Integers consist of the digits 0 - 9, optionally prefixed by - to indicate a negative number. An integer can have the suffix N to indicate that arbitrary precision is desired.

floating point numbers

64-bit (double) precision is expected.

floating-point-number
  int frac
  int exp
  int frac exp
int
  digit
  1-9 digits 
  - digit
  - 1-9 digits
frac
  . digits
exp
  ex digits
digits
  digit
  digit digits
ex
  e
  e+
  e-
  E
  E+
  E-

In addition, a floating-point number may have the suffix M to indicate that exact precision is desired.

lists

A list is a sequence of values. Lists are represented by zero or more elements enclosed in parentheses (). Note that lists can be heterogeneous.

(a b 42)

vectors

A vector is a sequence of values that supports random access. Vectors are represented by zero or more elements enclosed in square brackets []. Note that vectors can be heterogeneous.

[a b 42]

maps

A map is a collection of associations between keys and values. Maps are represented by zero or more key and value pairs enclosed in curly braces {}. No semantics should be associated with the order in which the pairs appear.

{:a 1, "foo" :bar, [1 2 3] four}

Note that keys and values can be elements of any type. The use of commas above is optional, as they are parsed as whitespace.

sets

A set is a collection of unique values. Sets are represented by zero or more elements enclosed in curly braces preceded by # #{}. Note that sets can be heterogeneous.

#{a b [1 2 3]}

Tagged elements

edn supports extensibility through a simple mechanism. Symbols prefixed by # are designated as tags. A tag indicates the semantic interpretation of the following element. It is envisioned that a reader implementation will allow clients to register handlers for specific tags. Upon encountering a tag, the reader will first read the next element, then pass the result to the corresponding handler for further interpretation, and the result of the handler will be the data item yielded by the tag + tagged element.

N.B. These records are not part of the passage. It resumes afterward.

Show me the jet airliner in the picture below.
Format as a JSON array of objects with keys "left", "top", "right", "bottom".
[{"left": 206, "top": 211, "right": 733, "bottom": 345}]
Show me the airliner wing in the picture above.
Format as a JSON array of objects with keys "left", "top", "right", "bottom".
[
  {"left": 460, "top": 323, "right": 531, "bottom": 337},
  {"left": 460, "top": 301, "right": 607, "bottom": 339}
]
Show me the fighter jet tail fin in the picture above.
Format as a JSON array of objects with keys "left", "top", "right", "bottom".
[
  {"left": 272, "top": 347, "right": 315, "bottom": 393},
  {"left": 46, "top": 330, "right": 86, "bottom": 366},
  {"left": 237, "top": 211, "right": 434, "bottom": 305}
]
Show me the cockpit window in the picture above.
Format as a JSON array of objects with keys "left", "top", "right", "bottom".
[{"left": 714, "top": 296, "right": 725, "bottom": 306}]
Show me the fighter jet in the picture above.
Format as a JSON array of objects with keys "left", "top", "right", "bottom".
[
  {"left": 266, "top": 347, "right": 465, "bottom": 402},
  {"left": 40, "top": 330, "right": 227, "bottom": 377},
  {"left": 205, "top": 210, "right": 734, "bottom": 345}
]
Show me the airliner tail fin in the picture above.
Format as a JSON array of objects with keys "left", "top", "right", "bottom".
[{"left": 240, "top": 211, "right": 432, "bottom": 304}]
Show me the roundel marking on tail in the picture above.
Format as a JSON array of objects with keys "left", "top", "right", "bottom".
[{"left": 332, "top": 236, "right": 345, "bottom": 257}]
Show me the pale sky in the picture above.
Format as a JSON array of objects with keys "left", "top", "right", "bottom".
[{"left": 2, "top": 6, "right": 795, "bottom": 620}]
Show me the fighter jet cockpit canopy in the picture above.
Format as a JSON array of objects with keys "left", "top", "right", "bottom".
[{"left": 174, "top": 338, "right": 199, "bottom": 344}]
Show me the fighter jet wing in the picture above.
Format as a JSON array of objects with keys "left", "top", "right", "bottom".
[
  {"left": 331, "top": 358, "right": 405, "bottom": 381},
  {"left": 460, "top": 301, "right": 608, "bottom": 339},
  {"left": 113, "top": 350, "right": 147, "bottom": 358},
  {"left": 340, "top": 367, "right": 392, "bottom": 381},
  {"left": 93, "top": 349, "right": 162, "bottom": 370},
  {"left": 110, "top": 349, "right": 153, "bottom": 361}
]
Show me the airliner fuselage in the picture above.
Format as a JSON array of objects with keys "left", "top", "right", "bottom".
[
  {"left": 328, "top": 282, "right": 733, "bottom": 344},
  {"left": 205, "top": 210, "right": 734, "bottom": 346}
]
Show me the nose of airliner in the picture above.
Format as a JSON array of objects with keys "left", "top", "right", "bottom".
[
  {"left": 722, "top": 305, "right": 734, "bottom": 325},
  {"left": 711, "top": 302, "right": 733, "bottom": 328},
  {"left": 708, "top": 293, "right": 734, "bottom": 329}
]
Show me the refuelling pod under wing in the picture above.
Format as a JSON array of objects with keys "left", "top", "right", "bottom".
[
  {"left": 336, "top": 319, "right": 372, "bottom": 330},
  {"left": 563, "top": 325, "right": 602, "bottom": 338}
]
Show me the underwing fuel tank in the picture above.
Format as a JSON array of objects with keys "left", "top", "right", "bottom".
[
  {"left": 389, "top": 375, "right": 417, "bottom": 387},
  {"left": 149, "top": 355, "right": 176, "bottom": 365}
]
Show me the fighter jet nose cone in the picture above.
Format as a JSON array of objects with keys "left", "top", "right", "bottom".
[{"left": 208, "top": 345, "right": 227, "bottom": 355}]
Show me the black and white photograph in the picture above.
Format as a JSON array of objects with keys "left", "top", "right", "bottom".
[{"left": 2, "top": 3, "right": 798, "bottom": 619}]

This will bottom out on elements either understood or built-in.

Thus you can build new distinct readable elements out of (and only out of) other readable elements, keeping extenders and extension consumers out of the text business.

The semantics of a tag, and the type and interpretation of the tagged element are defined by the steward of the tag.

#myapp/Person {:first "Fred" :last "Mertz"}

If a reader encounters a tag for which no handler is registered, the implementation can either report an error, call a designated 'unknown element' handler, or create a well-known generic representation that contains both the tag and the tagged element, as it sees fit.

Rules for tags

Tag symbols without a prefix are reserved by edn for built-ins defined using the tag system.

User tags must contain a prefix component, which must be owned by the user (e.g. trademark or domain) or known unique in the communication context.

A tag may specify more than one format for the tagged element, e.g. both a string and a vector representation.

Built-in tagged elements

#inst "rfc-3339-format"

An instant in time. The tagged element is a string in RFC-3339 format, with the additional enhancement that any component on the right-hand side may be elided, and will default to 0 (1 for month/day).

#inst "1985-04-12T23:20:50.52Z" or #inst "1985-04-12" (midnight UTC)

#uuid "f81d4fae-7dec-11d0-a765-00a0c91e6bf6"

A UUID. The tagged element is a canonical UUID string representation.